Stefan, du kennst ihn doch, der wird immer so weitermachen:q


----------



## Stefan6 (1. September 2007)

*AW: barsche entschuppen*



Mario563 schrieb:


> Stefan, du kennst ihn doch, der wird immer so weitermachen:q


Das war auch das letzte mal mit helfen:m


----------



## fritte (1. September 2007)

*AW: barsche entschuppen*

finde es auch, das es nervt.
jeder hat best. ein paar fragen, aber manche sachen bekommt man auch mit logischem denken hin.


----------



## Mario563 (1. September 2007)

*AW: barsche entschuppen*



Stefan6 schrieb:


> Das war auch das letzte mal mit helfen:m


helfen kannste ja immer, nur wem du hilfst ist dann die frage:q


----------



## Malte (1. September 2007)

*AW: barsche entschuppen*

Hilf dir selbst, so hilft dir Gott


----------



## Stefan6 (1. September 2007)

*AW: barsche entschuppen*



Mario563 schrieb:


> helfen kannste ja immer, nur wem du hilfst ist dann die frage:q


Ihm bestimmt nicht mehr|supergri


----------



## buk (1. September 2007)

*AW: barsche entschuppen*

Ich versuchs noch mal:

Filets schneiden, die Haut abziehen oder wie bei jedem anderen Fisch (nur mit ein bisschen mehr Mühe) entschuppen.

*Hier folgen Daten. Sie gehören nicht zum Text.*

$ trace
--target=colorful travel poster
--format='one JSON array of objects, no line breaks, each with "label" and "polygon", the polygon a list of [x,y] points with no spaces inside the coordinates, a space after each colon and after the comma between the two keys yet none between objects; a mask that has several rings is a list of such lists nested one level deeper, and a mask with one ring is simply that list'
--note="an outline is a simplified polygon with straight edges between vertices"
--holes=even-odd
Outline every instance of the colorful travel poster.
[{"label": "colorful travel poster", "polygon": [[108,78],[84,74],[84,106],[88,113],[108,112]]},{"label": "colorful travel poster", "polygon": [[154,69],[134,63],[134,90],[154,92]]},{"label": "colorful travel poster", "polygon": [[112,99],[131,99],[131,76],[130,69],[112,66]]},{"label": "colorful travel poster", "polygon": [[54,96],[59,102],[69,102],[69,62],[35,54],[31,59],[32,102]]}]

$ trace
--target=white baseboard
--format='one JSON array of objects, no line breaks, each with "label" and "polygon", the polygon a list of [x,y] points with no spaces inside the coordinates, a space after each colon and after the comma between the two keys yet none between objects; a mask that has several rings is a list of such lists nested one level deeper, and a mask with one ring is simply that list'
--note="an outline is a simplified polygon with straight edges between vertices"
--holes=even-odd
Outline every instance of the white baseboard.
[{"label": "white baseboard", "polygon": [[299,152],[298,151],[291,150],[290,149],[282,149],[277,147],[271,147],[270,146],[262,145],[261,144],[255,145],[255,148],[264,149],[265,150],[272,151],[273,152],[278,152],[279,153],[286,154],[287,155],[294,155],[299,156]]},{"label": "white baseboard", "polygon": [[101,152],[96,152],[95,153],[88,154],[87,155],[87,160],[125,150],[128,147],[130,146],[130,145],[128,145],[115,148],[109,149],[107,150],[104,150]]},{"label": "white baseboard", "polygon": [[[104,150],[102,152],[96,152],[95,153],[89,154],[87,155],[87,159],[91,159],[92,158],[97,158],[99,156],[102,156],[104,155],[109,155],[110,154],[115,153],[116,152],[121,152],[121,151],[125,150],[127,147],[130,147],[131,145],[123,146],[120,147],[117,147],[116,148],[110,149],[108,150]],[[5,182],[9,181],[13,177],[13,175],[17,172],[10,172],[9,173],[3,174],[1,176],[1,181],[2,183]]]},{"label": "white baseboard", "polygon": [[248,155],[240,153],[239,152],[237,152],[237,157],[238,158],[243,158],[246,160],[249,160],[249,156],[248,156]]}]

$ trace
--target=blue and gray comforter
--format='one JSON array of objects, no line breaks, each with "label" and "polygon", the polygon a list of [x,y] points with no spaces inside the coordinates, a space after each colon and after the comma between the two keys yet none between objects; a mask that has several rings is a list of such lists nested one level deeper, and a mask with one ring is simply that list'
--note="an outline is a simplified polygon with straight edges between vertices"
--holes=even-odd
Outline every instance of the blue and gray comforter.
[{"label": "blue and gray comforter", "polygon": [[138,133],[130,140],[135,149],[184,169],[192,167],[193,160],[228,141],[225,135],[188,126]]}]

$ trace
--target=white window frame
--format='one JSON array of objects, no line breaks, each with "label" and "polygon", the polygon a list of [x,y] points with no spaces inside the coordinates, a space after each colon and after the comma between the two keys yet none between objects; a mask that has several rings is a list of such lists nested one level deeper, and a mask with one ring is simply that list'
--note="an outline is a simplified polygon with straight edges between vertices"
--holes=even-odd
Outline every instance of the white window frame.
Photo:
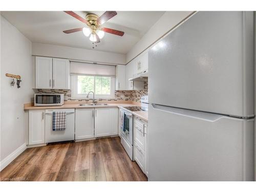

Ansonsten kommt jetzt, vermutlich im Sinne vieler, der Rat öfter mal das Board zu durchsuchen bevor ein Thema zum xten Mal zu einem neuen Thread wird.

@Dorschfisher im speziellen:

In einem anderen Trööt hab ich es schon einmal erwähnt.
Du bist ja scheinbar in der Lage einen Computer zu bedienen, 
also mach dir ein klein wenig mehr Mühe nach deiner Frage zu suchen, bevor du wieder einmal einen neues Thema aufmachst.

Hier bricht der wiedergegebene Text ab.